Gewerbegebiet Turquerie, April 2024. (Foto: Calais Border Monitoring)

Die 2012 in Calais gegründete Firma ist Teil einer regionalen Ökonomie, die von der Sekuritisierung des französisch-britischen Migrationsraums profitiert. Bereits 2017 hatte sie eine ähnliche Anlage entlang eines Güterbahngleises zum Calaiser Fährhafen errichtet, die in den folgenden Jahren auf ein angrenzendes Gewerbegebiet, die Zone industrielle des dunes, ausgeweitet wurde (siehe hier). Dieses Gebiet spielte in der langen Geschichte der Calaiser Camps eine herausragende Rolle, auch weil die Bezeichnung Jungle dort ihren Ursprung hatte.

Auch 2017 und in den folgenden Jahren befanden sich dort zahlreiche Camps sowie Anlaufstellen für Nahrung, Trinkwasser und sanitäre Anlagen, die mit dem Ausbau der Zäune allmählich verdrängt wurden – unter anderem nach Transmarck und in das zunächst noch unerschlossene Areal der Turquerie. Unter dem informellen Namen Old Lidl wurde eines dieser Camps vorübergehend zu einem der größten der Region. Die fortschreitende Erschließung der Gewerbeflächen schränkt den Raum jedoch zunehmend ein, ohne die Camps gänzlich zu verdrängen (siehe hier). Der weitere Ausbau der Zäune dürfte informelle Lebensorte in diesem Gebiet jedoch unmöglich machen und neue Verlagerungen innerhalb der lokalen Migrationsgeografie bewirken.

Camp Old Lidl und eingezäuntes Betriebsgelände im Gewerbegebiet Turquerie, 2. Dezember 2024. (Foto: Calais Border Monitoring)

Für die dort lebenden Menschen, unter ihnen ein kontinuierlich großer Anteil von Geflüchteten aus dem Bürgerkriegsland Sudan, sind die von unzähligen Lastwagen angesteuerten Fracht- und Logistikbetriebe ein möglicher Migrationspfad nach Großbritannien. Vor diesem Hintergrund war die Konzeption der beiden Gewerbegebiete frühzeitig mit Sicherheitsaspekten gekoppelt: Unternehmen sicherten ihre Zufahrten und Stellplätze mit eigenen Hochsicherheitszäunen; an neuralgischen Punkten wurden Überwachungskameras installiert; hinzu kam eine starke Polizeipräsenz. Zusätzlich wurden entlang der vorbeiführenden Autobahn breite Wassergräben angelegt – ein Bewegungshindernis, um zu verhindern, dass Exilierte auf zum Fährhafen fahrende Lastwagen steigen.

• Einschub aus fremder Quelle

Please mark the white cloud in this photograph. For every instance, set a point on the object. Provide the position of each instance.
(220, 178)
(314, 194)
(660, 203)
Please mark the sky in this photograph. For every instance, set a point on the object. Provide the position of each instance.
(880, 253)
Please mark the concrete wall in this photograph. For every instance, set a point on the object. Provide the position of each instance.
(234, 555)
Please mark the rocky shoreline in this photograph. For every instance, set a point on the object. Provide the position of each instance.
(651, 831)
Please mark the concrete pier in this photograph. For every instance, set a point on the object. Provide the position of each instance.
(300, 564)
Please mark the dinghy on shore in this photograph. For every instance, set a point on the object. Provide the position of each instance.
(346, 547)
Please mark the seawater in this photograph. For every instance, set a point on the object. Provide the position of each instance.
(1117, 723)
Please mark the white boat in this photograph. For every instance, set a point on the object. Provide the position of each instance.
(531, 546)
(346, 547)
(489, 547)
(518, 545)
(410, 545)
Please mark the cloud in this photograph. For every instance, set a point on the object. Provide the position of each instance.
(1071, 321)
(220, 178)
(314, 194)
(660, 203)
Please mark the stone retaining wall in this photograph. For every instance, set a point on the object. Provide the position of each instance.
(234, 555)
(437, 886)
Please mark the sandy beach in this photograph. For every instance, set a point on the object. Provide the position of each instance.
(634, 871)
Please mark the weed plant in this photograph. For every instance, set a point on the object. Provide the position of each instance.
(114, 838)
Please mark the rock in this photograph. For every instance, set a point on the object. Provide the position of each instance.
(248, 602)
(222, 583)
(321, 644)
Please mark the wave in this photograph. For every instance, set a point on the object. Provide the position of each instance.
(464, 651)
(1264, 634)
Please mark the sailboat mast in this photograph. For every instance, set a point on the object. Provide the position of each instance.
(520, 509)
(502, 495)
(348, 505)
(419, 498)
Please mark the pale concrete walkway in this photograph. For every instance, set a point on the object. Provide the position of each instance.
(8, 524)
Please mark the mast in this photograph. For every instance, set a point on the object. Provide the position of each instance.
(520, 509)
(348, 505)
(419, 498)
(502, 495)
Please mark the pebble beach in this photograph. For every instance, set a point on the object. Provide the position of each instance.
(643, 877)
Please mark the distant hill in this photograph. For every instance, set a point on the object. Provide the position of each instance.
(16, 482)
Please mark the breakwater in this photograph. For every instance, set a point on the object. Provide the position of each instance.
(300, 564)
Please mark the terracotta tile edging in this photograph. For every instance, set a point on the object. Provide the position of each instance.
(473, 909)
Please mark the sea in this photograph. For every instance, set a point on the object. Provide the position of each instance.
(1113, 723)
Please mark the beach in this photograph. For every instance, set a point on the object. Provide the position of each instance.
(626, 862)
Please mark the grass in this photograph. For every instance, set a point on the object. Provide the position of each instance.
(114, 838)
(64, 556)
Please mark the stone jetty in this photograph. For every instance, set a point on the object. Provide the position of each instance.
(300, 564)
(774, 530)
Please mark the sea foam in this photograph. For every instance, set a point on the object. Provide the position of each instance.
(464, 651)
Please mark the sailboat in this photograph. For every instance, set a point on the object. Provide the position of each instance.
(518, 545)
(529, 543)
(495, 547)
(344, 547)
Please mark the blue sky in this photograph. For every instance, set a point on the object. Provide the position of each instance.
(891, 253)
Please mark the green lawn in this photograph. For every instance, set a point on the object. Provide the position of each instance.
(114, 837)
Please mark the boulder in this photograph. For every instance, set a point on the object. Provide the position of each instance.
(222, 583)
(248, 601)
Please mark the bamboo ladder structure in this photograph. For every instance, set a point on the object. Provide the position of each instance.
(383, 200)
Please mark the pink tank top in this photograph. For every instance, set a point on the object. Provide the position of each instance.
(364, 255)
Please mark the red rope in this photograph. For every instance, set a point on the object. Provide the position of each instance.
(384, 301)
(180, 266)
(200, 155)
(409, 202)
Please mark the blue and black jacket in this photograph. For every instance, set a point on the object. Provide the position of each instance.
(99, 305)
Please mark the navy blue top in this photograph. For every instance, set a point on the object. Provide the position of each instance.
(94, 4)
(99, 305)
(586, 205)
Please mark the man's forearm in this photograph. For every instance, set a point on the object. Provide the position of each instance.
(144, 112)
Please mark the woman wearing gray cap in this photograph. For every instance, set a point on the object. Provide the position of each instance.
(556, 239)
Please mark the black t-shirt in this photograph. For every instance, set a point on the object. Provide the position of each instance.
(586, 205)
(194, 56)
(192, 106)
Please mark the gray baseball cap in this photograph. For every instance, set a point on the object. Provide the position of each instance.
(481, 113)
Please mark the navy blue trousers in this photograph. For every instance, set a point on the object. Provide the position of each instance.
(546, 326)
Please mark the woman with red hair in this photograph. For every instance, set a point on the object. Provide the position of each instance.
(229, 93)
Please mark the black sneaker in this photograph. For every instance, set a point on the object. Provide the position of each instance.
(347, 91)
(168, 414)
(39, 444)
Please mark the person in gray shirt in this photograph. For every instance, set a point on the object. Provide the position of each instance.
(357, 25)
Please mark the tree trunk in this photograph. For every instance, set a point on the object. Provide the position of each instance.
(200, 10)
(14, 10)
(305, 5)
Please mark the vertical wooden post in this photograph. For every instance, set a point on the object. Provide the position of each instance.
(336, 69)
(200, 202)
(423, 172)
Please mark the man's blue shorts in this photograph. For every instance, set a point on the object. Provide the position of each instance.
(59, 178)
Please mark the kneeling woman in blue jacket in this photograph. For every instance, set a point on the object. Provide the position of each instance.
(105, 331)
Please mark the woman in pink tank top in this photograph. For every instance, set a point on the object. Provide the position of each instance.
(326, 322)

Allerdings spielt dieser Migrationspfad angesichts der Bootspassagen nur noch eine untergeordnete Rolle. Präfekt Billant sprach im Zusammenhang mit der neuen Zaunanlage im September 2024 sogar von faktischem Verschwinden. Die Versuche von Geflüchteten, von außen in das Gelände des Fährhafens und des Kanaltunnels einzudringen, seien von etwa 15.000 im Jahr 2016 auf 127 in 2023 und eine vergleichbare Zahl in 2024 zurückgegangen. Aus Sicht der Präfektur liegt der Grund in der Sekuritisierung dieser Verkehrsknotenpunkte. Allerdings betrachten die Behörden Transmarck und Turquerie als Ausgangsbasis, um sich auf Lastwagen zu verstecken: „Die Ströme über den Ärmelkanal organisieren sich um dieses Gewerbegebiet herum. Im Jahr 2023 entdeckten wir noch 3.142 Migranten in Lastwagen, und seit Anfang 2024 sind wir bei 2.646 angekommen“, so Billant.

Nach dem Fährhafen, dem Kanaltunnel und der Zone des dunes sind Transmarck und Turquerie das vierte Gebiet im Raum Calais, das großglächig mit Hochsicherheitszäunen umgeben wird. Die Gesamtlänge der verbauten Zäune beträgt inzwischen etwa 80 Kilometer. Sie haben die Migration nicht verringert, sondern letztlich zur Etablierung der Bootspassagen beigetragen.